町のキャンペーンでホテル宿泊が無料なのは1泊目だけだが
確か2泊目は半額だったよ」
と言い、そこにいた佐々木が
「ぜひぜひ。こんなキャンペーンはそうそうありませんし、昨日は深瀬村跡地の
フィールドワークでホテルでゆっくりできなかったでしょ?
村に負けず、町もいいところなんで、泊って行ってくださいよ」
そう勧めてくる。
その勢いに押される形で朔と海翔はホテルにもう一泊することになった。
「じゃあ、駅まで私は教授を送っていくので
ここで少しまっていてくださいね」
佐々木が朔と海翔にそういい、教授と駐車場に向かう。
教授は
「じゃあ、また東京で」
そういうと佐々木と並んで歩き始めた。
朔はしばらくその背中を見送った後、ふと教授に呼びかけた。
「慈円様、東京に戻ったらゼミの飲み会があるので来てくださいね!」
すると教授は振り返り
「わかった。また連絡をしてくれ」
そういうと、また前を向き歩き出す。
教授は、自分が呼び止められたことには気付いたようだった。
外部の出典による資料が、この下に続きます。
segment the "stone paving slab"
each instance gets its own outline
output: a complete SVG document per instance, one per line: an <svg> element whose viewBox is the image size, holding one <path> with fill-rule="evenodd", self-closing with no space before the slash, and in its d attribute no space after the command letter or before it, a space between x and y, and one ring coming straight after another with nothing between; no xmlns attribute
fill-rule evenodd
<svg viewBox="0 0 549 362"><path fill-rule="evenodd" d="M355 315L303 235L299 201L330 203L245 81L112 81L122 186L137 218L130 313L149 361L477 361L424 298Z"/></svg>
だが、自分が「慈円様」と呼ばれたことまでは意識していないようだった。
「慈円って誰だよ?教授の名前じゃないだろ?」
海翔が不思議そうな顔で朔に尋ねる。
朔はふふっ笑うと、今度は海翔に言った。
「そういえば、海翔、知ってた?
蜂に刺された後、その手を舐めるのはだめらしいよ。
口の中に炎症がおきたりするみたい」
といたずらっぽく笑う。
海翔はその笑顔を見てなぜか懐かしい気持ちが沸き上がってきた。
なぜだかはわからなかったが。
朔の顔を見て胸が切なくなる。
それをごまかすかのように海翔は
「急に何言ってんだよ。
お前ってホント天然だな」
と軽く朔をこづいた。
朔はそれに笑う。
そして、あれっと体の変化に気づいた。
今まで、常に体のどこかに重いだるさがあったのが
今はなくなっている。
そして身体全体に力がみなぎっている感じがした。
その時、遠くに人影がみえた。
「あっ、佐々木さんが戻ってきたよ!ホテルの食事楽しみだね」
そういうと海翔に笑いかけた。
海翔は朔の手をとると
「じゃ、行くか」
そう言って歩き出す。
夕暮れの光が二人を優しく包んでいた。
これで終わりです。最後まで読んでくださってありがとうございました。